Rendezvous¶
In the context of Torch Distributed Elastic we use the term rendezvous to refer to a particular functionality that combines a distributed synchronization primitive with peer discovery.
It is used by Torch Distributed Elastic to gather participants of a training job (i.e. nodes) such that they all agree on the same list of participants and everyone’s roles, as well as make a consistent collective decision on when training can begin/resume.
Torch Distributed Elastic rendezvous provides the following critical functionalities:
Barrier:
Nodes performing rendezvous will all block until the rendezvous is considered
complete - this happens when at least min
total number of nodes have joined
the rendezvous barrier (for the same job). This also implies the barrier is not
necessarily of fixed size.
There’s an additional small waiting time after reaching min
number of
nodes - this is used to ensure the rendezvous is not completed “too quickly”

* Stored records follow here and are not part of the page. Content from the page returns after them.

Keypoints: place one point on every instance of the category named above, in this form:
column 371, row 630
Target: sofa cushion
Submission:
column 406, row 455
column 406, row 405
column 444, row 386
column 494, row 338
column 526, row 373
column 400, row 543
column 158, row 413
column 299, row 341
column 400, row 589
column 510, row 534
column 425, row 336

(which could potentially exclude additional nodes attempting to join at
approximately the same time).
If max
number of nodes is gathered at the barrier, the rendezvous is
completed immediately.
There’s also an overall timeout which causes the rendezvous to fail if min
number of nodes is never reached - this is meant to be a simple fail-safe to
help release partially allocated job resources, in case there’s a problem with
the resource manager, and is meant to be interpreted as non-retryable.
Exclusivity:
A simple distributed barrier would not be sufficient, as we also need to ensure that only one group of nodes exists at any given time (for a given job). In other words, new nodes (i.e. joining late) should not be able to form a parallel independent group of workers for the same job.

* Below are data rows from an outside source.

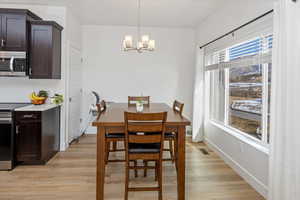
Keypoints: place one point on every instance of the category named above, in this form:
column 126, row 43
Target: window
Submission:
column 240, row 86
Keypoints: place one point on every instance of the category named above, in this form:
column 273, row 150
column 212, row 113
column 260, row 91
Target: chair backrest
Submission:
column 178, row 107
column 133, row 99
column 101, row 107
column 137, row 125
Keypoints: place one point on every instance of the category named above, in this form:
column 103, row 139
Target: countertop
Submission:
column 40, row 108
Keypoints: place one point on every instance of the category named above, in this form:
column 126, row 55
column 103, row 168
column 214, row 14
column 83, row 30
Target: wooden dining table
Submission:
column 112, row 121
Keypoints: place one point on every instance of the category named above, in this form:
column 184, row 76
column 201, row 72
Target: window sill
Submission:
column 242, row 137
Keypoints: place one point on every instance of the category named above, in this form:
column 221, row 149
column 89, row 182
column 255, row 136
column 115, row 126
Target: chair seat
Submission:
column 144, row 148
column 169, row 135
column 115, row 135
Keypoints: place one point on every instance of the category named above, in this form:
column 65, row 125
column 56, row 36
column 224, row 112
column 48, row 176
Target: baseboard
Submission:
column 246, row 175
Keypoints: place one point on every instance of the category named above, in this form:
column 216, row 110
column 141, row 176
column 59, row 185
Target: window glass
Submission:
column 217, row 93
column 245, row 99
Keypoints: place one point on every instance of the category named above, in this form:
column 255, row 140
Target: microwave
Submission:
column 13, row 63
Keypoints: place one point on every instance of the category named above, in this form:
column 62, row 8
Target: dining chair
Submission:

Torch Distributed Elastic rendezvous ensures that if a group of nodes has already completed a rendezvous (and hence might already be training), then additional “late” nodes attempting to rendezvous will only announce themselves as waiting, and will have to wait until the (previously completed) existing rendezvous is destroyed first.
Consistency:
When a rendezvous is completed, all its members will agree on the job membership and everyone’s role in it. This role is represented using an integer, called rank, that is between between 0 and world size.
Note that ranks are not stable, in the sense that the same node can be assigned a different rank in the next (re-)rendezvous.
Fault-tolerance:
Torch Distributed Elastic rendezvous is designed to tolerate node failures during the rendezvous process. Should a process crash (or lose network connectivity, etc), between joining the rendezvous and it being completed, then a re-rendezvous with remaining healthy nodes will happen automatically.

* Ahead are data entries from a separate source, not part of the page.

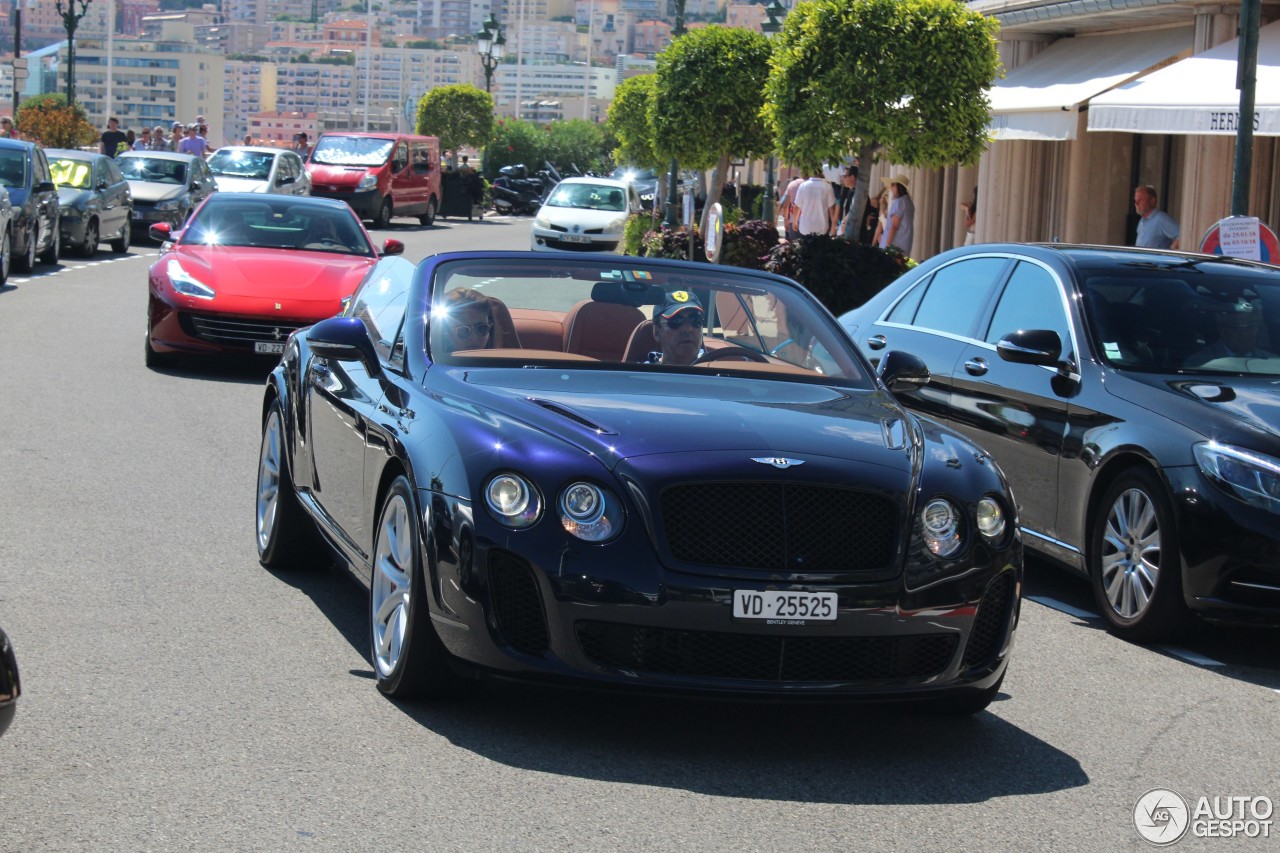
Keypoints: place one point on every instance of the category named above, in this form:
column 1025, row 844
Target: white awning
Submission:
column 1196, row 95
column 1038, row 100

A node can also fail after it has completed (or has been observered by other
nodes to have completed) the rendezvous - this scenario will be handled by the
Torch Distributed Elastic train_loop
instead (where it will also trigger a
re-rendezvous).
Shared key-value store:
When the rendezvous is completed, a shared key-value store is created and
returned. This store implements a torch.distributed.Store
API (see
distributed communication docs).
This store is only shared by the members of the completed rendezvous. It is intended to be used by Torch Distributed Elastic to exchange information necessary to initialize job control and data-planes.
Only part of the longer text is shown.